The Raleigh project would be open to private retail and residential development. But it would start with moving the Memphis Police traffic precinct, the police precinct now on Old Allen Road, a library branch and some other city government facilities to the footprint of the mall.
During Mayor Willie Herenton’s tenure, the city bought the site of a supermarket on a different corner of the intersection of Austin Peay Highway and Yale Road. The administration’s original intent was to relocate the city’s information technology functions there. Later, that plan changed to using the site for a new police traffic precinct.
Although Wharton didn’t reveal any details of what is coming in terms of the Southbrook Mall plan, the administration has in the past talked of possibly moving the Whitehaven police precinct on Raines Road there, along with other city government functions in the Whitehaven area, including possibly a library branch.
Whitehaven already has two comprehensive planning efforts and projects underway.
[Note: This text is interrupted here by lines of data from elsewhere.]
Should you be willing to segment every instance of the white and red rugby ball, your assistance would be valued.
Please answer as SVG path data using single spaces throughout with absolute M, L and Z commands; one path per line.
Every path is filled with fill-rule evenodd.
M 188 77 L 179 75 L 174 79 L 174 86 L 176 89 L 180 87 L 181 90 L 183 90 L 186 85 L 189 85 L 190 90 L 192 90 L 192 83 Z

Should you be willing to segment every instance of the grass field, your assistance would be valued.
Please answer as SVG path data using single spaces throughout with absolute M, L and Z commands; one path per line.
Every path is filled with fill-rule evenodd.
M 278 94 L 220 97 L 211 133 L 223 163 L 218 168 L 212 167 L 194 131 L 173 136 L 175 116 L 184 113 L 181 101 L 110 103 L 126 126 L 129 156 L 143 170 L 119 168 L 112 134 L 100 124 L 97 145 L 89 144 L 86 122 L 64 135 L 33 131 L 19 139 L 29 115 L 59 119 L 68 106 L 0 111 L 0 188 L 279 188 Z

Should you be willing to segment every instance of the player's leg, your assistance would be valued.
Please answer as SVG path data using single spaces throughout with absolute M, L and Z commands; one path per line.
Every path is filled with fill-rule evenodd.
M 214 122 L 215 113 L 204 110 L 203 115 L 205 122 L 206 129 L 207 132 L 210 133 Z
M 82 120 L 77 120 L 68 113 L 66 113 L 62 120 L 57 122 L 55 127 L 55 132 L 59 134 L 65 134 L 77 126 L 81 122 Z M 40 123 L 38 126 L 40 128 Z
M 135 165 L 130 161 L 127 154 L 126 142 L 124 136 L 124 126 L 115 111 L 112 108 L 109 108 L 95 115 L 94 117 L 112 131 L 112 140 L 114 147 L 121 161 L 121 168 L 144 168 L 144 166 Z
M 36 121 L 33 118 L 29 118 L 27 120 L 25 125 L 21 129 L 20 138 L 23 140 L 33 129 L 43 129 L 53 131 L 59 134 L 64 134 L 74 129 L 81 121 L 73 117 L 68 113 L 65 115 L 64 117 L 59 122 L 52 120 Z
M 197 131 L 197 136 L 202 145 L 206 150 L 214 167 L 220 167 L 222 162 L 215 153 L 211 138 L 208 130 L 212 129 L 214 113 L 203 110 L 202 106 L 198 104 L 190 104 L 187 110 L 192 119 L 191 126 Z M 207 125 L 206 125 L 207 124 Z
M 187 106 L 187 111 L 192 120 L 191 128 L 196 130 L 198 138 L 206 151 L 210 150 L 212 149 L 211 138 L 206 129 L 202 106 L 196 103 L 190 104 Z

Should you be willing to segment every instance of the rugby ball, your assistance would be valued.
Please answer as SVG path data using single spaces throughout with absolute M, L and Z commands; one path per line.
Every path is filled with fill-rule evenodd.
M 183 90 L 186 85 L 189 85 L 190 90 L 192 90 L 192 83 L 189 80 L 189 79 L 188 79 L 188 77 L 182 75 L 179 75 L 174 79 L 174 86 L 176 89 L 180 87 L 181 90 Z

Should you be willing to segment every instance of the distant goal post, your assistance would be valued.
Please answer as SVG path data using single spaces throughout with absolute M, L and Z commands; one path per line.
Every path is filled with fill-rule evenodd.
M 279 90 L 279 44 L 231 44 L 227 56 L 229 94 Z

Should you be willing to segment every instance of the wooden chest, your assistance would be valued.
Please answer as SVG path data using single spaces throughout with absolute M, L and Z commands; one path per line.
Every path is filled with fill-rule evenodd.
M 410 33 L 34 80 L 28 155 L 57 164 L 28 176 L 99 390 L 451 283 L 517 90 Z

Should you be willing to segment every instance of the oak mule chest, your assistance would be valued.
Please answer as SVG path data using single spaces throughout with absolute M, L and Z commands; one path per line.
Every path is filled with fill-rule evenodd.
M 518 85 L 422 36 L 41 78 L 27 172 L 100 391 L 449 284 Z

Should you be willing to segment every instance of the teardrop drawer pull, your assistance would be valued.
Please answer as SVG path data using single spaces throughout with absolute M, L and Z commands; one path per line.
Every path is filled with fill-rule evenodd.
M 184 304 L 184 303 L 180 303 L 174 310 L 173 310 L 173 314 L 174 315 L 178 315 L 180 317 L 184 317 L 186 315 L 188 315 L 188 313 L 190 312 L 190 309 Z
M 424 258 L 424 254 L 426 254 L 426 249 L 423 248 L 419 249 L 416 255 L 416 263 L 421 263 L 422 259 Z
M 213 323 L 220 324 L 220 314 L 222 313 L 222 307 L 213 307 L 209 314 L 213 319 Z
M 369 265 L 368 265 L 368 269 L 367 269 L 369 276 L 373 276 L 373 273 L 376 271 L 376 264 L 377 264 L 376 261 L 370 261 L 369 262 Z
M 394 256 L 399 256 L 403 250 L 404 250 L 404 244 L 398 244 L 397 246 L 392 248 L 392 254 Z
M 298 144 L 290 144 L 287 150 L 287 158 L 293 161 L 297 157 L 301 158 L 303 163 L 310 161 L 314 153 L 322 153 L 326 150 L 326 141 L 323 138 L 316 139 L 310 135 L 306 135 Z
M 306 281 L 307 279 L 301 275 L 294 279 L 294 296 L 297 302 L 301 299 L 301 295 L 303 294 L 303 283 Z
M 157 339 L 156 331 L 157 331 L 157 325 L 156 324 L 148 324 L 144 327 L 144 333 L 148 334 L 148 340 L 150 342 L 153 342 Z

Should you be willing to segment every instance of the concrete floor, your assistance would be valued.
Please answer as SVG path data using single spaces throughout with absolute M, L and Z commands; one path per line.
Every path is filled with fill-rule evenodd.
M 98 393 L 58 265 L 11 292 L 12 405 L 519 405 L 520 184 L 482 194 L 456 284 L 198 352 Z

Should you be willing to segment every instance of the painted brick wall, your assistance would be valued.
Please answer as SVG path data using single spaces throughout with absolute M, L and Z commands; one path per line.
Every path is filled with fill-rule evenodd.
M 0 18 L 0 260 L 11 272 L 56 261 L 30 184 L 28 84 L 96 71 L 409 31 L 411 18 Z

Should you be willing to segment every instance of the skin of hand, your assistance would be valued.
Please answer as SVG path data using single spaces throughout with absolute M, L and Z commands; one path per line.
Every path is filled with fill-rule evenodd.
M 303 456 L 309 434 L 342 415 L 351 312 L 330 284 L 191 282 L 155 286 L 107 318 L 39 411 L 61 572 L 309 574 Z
The aerotropolis plan would create a hub of commercial and industrial activity and future development with Memphis International Airport at the center.
Also underway is a state and federally funded remake of the Elvis Presley Boulevard streetscape for the retail corridor stretch from Brooks Road on the north to Shelby Drive on the south, and including Graceland. The streetscape also takes in the boulevard that runs by both Southbrook Mall and neighboring Southland Mall.
The council’s original proposal for Southbrook, pursued by council member Janis Fullilove, was to use leftover federal funding from the Elvis Presley Boulevard streetscape project to pay for the Southbrook Mall renovations.
But there were legal barriers to that because the mall renovations would have been considered a private use of the funding. Using it for mall renovations could have endangered not only the $1.5 million, but also millions more in federal funding for the larger streetscape project.
That’s when Wharton weighed in and called for a broader redevelopment plan.
One or both of the mall plans would show up in committee sessions next week as the council and administration continue to discuss hard budget decisions for the upcoming fiscal year that begins July 1 to meet the challenge of the city’s unfunded pension liability – estimated by Wharton’s administration at $700 million.